TOKYO — Top Japanese steelmaker Nippon Steel plans to fire up an idled blast furnace again by the end of the year in response to rising orders from the domestic automobile and consumer electronics industries, Nikkei has learned.


The group looks to restart the No. 2 blast furnace at the Kimitsu works in Chiba Prefecture, across Tokyo Bay from Yokohama. The unit was idled in June because of a sudden drop in steel demand as a consequence of the coronavirus pandemic.


Nippon Steel’s move to bring capacity back online follows the restart of a blast furnace last month by domestic peer JFE Steel. A resumption by Nippon Steel will restore Japan’s crude steel capacity to roughly 90% of pre-coronavirus levels.


Demand from domestic customers is recovering, mostly in the auto industry. Nippon Steel is moving forward with preparations for a restart by the end of the year, but it could begin at an earlier date depending on order trends. 


Japanese steelmakers have suspended blast furnaces since April. Six out of Nippon Steel’s 15 domestic units are idled, including those that had previously scheduled repair work pushed up. The closure of the Kimitsu blast furnace affected roughly 3,500 jobs.


Nippon Steel’s Kimitsu works sits across Tokyo Bay from Yokohama.

JFE Steel halted the No. 4 blast furnace in Hiroshima Prefecture, one of eight Japanese units in its group. The company had planned to restart the furnace this month, but pushed the date forward to mid-September in response to a rebound in orders from the auto industry. One JFE Steel blast furnace is currently idled.


Overseas consumption is a major driver in the recovery in steel demand.

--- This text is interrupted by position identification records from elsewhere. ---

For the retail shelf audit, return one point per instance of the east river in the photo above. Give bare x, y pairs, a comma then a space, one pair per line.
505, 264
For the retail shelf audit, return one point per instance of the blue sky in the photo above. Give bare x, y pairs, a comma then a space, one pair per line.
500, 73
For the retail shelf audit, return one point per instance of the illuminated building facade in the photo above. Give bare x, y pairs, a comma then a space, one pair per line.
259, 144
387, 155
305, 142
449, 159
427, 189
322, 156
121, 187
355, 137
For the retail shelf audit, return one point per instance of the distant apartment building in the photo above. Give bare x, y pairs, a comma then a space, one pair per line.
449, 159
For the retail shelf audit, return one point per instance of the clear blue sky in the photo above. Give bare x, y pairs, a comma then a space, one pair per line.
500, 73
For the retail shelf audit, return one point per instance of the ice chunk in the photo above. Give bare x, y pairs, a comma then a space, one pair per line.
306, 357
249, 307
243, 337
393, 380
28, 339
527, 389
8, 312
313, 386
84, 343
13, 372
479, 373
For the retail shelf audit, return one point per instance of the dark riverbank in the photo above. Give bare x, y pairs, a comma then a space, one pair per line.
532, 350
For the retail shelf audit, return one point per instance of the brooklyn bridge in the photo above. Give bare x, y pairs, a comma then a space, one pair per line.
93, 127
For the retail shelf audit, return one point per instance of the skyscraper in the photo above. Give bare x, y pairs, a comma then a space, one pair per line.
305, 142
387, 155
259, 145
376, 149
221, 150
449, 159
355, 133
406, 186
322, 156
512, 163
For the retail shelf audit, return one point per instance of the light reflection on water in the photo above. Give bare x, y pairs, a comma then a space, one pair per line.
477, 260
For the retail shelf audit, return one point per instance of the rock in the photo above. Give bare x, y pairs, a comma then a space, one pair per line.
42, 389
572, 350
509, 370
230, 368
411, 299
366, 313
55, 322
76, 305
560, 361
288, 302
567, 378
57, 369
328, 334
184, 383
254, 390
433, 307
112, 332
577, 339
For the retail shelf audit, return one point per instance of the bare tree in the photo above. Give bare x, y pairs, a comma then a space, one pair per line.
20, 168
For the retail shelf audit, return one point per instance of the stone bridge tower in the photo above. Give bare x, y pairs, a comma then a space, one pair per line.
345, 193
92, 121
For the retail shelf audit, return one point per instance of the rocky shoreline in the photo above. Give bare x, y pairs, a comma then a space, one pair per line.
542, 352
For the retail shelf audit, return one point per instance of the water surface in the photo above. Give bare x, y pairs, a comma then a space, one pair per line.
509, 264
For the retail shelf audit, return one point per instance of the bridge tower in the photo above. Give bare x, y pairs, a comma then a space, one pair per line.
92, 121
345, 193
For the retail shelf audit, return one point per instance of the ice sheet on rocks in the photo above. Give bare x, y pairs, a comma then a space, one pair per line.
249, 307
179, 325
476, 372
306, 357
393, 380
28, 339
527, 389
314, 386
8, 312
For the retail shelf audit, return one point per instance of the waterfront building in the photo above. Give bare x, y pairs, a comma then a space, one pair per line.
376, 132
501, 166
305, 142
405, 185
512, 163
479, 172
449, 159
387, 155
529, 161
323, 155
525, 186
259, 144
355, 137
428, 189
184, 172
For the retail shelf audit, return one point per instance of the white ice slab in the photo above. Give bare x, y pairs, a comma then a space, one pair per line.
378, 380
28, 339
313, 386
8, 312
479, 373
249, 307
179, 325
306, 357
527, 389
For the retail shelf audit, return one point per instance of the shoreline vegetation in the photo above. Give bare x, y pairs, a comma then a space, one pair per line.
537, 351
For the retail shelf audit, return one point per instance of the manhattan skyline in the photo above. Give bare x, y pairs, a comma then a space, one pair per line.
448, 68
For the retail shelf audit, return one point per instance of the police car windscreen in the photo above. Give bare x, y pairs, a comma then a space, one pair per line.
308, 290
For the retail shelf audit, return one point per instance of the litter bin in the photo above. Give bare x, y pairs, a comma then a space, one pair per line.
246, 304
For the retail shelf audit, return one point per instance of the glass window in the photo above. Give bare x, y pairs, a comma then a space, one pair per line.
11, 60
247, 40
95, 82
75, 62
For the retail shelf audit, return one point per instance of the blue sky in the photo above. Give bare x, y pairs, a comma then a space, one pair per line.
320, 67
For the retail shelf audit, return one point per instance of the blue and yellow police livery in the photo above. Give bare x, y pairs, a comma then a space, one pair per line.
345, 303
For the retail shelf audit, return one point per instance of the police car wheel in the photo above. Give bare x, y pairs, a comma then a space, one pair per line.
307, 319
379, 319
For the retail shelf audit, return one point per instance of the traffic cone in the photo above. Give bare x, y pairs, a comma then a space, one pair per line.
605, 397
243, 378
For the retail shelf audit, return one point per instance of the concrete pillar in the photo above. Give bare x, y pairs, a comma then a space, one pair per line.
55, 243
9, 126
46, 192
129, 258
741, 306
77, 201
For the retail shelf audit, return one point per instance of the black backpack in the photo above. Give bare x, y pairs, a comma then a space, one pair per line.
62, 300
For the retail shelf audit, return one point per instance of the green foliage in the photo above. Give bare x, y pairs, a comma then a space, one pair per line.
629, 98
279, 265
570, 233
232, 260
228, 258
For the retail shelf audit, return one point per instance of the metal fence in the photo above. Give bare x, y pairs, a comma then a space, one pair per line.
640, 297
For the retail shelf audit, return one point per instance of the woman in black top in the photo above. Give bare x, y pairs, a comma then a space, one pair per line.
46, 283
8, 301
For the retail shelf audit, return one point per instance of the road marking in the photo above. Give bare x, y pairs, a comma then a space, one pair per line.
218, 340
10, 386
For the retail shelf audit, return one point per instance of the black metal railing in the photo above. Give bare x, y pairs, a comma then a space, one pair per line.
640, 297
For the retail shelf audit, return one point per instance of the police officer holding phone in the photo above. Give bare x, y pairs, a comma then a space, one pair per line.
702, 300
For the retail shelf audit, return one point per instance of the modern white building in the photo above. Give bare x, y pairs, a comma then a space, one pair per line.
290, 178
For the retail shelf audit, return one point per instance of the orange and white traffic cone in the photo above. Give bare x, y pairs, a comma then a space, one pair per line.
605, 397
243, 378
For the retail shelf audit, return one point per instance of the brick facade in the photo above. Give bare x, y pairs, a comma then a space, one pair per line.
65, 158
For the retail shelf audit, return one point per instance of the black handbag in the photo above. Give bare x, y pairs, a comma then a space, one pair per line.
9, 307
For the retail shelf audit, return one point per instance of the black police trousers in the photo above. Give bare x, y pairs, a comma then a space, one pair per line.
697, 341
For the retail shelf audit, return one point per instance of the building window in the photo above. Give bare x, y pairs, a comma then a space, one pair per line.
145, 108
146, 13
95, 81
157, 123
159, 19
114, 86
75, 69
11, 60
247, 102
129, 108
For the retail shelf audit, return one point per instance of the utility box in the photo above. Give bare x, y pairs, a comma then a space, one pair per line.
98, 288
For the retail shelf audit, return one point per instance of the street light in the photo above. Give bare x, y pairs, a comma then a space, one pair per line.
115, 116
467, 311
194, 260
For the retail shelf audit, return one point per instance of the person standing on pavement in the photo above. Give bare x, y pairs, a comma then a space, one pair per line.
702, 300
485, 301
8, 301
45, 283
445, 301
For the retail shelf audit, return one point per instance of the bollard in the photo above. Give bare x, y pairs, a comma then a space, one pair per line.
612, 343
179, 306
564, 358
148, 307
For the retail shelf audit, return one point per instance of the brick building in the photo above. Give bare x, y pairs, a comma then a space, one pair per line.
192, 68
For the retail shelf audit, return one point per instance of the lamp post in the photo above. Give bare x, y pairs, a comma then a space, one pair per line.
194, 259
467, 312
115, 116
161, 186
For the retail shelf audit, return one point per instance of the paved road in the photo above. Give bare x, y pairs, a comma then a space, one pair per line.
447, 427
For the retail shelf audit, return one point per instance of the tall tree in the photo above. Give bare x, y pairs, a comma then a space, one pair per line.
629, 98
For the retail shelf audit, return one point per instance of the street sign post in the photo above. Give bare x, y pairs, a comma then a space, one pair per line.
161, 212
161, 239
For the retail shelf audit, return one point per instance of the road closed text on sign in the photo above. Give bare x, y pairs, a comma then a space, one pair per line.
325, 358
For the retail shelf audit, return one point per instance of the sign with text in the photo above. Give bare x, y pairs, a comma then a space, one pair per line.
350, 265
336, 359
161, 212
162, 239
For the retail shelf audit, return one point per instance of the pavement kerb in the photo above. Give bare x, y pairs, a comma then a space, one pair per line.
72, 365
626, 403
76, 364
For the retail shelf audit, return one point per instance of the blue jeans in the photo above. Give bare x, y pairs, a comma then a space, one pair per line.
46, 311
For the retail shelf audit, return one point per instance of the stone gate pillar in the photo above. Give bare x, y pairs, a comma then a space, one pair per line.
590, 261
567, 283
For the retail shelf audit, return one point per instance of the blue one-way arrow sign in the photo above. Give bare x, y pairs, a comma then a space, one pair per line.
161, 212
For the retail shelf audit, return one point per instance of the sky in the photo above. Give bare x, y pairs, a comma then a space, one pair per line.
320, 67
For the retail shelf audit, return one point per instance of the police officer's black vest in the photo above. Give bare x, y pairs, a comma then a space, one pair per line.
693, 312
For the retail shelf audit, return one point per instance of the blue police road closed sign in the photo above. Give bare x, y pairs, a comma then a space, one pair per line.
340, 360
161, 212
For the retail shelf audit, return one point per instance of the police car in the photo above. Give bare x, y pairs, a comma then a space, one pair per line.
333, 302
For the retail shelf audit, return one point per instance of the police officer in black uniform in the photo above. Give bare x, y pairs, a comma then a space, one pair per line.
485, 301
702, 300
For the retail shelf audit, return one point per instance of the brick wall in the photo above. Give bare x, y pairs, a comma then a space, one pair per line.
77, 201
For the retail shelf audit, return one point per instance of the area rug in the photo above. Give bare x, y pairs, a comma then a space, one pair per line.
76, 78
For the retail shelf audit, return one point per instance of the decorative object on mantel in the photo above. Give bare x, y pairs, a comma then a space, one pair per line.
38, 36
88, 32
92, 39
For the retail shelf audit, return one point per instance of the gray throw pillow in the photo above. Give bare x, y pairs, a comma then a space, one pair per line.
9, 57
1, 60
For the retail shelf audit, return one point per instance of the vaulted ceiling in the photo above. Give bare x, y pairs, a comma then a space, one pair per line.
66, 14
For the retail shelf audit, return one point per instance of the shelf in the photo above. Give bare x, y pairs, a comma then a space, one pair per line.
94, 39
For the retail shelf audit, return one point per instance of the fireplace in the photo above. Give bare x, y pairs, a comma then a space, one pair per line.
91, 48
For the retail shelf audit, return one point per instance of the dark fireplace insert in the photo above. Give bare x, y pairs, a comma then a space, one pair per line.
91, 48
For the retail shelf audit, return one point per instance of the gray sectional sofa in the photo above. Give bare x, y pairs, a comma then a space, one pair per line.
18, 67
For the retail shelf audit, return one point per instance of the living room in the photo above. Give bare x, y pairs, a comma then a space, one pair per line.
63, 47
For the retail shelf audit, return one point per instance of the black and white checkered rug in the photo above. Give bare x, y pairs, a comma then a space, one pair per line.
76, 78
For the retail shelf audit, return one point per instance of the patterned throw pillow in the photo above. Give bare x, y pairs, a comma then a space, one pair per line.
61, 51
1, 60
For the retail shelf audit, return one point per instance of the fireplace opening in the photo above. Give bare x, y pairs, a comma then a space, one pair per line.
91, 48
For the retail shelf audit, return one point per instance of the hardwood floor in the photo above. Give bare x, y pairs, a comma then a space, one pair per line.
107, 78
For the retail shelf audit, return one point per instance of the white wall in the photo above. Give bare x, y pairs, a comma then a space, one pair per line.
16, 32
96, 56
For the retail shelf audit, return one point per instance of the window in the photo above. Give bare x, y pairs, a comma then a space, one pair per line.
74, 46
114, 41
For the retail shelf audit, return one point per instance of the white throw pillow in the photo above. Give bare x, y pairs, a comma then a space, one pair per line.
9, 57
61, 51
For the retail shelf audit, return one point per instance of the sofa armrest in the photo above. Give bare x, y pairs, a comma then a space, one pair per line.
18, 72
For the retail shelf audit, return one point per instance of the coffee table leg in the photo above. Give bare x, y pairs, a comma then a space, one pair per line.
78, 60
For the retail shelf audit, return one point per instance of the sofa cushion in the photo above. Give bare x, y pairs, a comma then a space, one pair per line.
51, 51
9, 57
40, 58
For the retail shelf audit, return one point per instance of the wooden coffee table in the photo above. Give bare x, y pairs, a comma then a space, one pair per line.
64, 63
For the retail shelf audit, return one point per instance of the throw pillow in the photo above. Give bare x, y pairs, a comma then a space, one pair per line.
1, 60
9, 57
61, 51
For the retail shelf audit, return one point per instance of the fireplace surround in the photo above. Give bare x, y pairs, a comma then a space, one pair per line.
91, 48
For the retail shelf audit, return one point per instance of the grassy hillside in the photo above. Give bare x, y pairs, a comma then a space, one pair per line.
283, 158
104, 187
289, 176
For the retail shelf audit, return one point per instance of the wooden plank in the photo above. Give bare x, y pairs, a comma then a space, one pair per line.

In the auto industry, Japanese plants operated at full capacity in September due to the jump in exports to China and the U.S.


At Toyota Motor, this month’s domestic production “is expected to operate at levels exceeding initial plans,” said a representative at the automaker.


Japan produced 6.44 million tons of crude steel in August, according to the Japan Iron and Steel Federation, down 20.6% from a year earlier. Steel output has underperformed year-earlier volumes for six consecutive months, though the decline has narrowed.


Both Nippon Steel and JFE Steel plan to step up crude steel output by 2 million tons each during the fiscal second half through March 2021 compared with the first half.


International rivals have been restarting blast furnaces as well. In late August, Brazil’s Usiminas relit a furnace that has been suspended since April. European giant ArcelorMittal resumed operations at a French unit, and U.S. Steel relaunched three blast furnaces.